Salmo 54 – Ajuda Quando Abandonado e Traído

Este salmo tem o título Ao músico-chefe. Com instrumentos de cordas. Uma Contemplação de Davi quando os zifeus foram e disseram a Saul: “Davi não está se escondendo conosco?” Houve na verdade duas ocasiões em que os zifeus traíram Davi ao Rei Saul, primeiro em 1 Samuel 23 e a segunda em 1 Samuel 26. Davi escapou ambas as vezes, mas as circunstâncias deste salmo parecem se adequar melhor às circunstâncias de 1 Samuel 23, quando Davi soube da traição dos zifeus mas antes que a libertação de Deus fosse manifestada (1 Samuel 23:26-29).

Este é um dos poucos salmos com uma direção musical específica: Com instrumentos de cordas. Também é chamado Uma Contemplação. A palavra hebraica para Contemplação (maskil) pode ser melhor entendida como instrução (James Montgomery Boice).

A. O perigo de Davi.

1. (1-2) Buscando o nome e a força de Deus.

Para o mestre de música. Com instrumentos de cordas. Poema de Davi, quando os zifeus foram a Saul e disseram: “Acaso Davi não está se escondendo entre nós?” Ouve a minha oração, ó Deus;

a.

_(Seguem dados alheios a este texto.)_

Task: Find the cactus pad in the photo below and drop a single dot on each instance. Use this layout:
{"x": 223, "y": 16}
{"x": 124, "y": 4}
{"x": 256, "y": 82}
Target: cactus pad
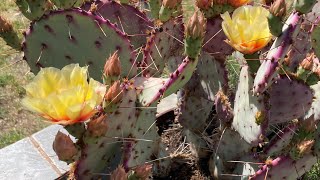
{"x": 315, "y": 107}
{"x": 61, "y": 38}
{"x": 194, "y": 113}
{"x": 214, "y": 40}
{"x": 283, "y": 106}
{"x": 315, "y": 39}
{"x": 250, "y": 114}
{"x": 232, "y": 146}
{"x": 269, "y": 67}
{"x": 104, "y": 154}
{"x": 279, "y": 168}
{"x": 32, "y": 9}
{"x": 128, "y": 19}
{"x": 281, "y": 140}
{"x": 167, "y": 41}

Salva-me, ó Deus, pelo Teu nome, e vindica-me pela Tua força: Em sua angústia, Davi confiou tanto no nome quanto na força de Deus. Nome fala da natureza e caráter de Deus; força fala de Seu grande poder. Davi sabia que a força de Deus podia responder à sua necessidade pelo que ele conhecia do nome de Deus.

i. Pelo Teu nome: “Nada menos que toda a plenitude do Deus manifestado é suficiente para as necessidades de um pobre homem.” (Maclaren)

ii. O resgate de Davi seria sua vindicação. Seus inimigos teriam maior evidência de que Davi estava certo e eles estavam errados quando Deus respondesse esta oração e preservasse este homem segundo Seu coração.

iii. Deus deu a Davi uma vindicação notável após cada vez que os zifeus traíram Davi. Logo após ambas as vezes que os zifeus traíram Davi, ele teve a oportunidade de matar o Rei Saul. Ambas as vezes ele poupou a vida de Saul (1 Samuel 24, 26), e ambas as vezes Saul admitiu seu grande erro.

b. Ouve a minha oração, ó Deus: Era comum para Davi e outros em suas orações simplesmente pedir que Deus ouvisse ou desse ouvidos ao seu clamor. Presumia-se que se o Deus bom e misericordioso ouvisse, Ele agiria.

2. (3) A descrição da necessidade.

Estrangeiros me atacam;

a. Pois estranhos se levantaram contra mim: Os problemas de Davi vieram dos zifeus, como observado no título deste salmo e em 1 Samuel 23:14-24. Os zifeus eram israelitas; eram até da mesma tribo de Davi (Judá). No entanto, sua traição a Davi era tão contrária tanto a Davi quanto à causa de Deus que Davi podia corretamente referir-se a eles como estranhos, como opressores que buscaram a vida de Davi.

i. “Os zifeus, embora compatriotas de Davi, agiram como ‘estranhos’ ou ‘alienígenas’, ao procurar entregá-lo ao seu inimigo injusto e cruel.” (Horne)

ii. Hoje alguns que são exteriormente contados entre o povo de Deus agirão como estranhos ao trair o Filho de Davi para ganhar o favor daqueles aliados ao rei deste mundo, o Príncipe do Poder do Ar.

b. Eles não puseram Deus diante deles: Seus problemas não eram apenas em relação a Davi, mas também em relação a Deus. Sua rejeição de Davi era apenas outra maneira pela qual rejeitavam Deus. Não sabemos se Davi tinha especificamente Saul em mente, mas certamente se adequava ao rei ciumento.

i. “Davi sentiu que o ateísmo estava na raiz da inimizade que o perseguia. Homens bons são odiados por causa de Deus, e este é um bom argumento para eles apresentarem em oração.” (Spurgeon)

ii. “Este foi um período difícil para Davi. Foi um tempo em que aparentemente ele não tinha para onde se voltar. Ele estava inseguro até no deserto, e quase não havia ninguém em quem pudesse confiar.” (Boice)

B. Proclamação e oração.

1. (4-5a) A proclamação.

Certamente Deus é o meu auxílio; Recaia o mal sobre os meus inimigos!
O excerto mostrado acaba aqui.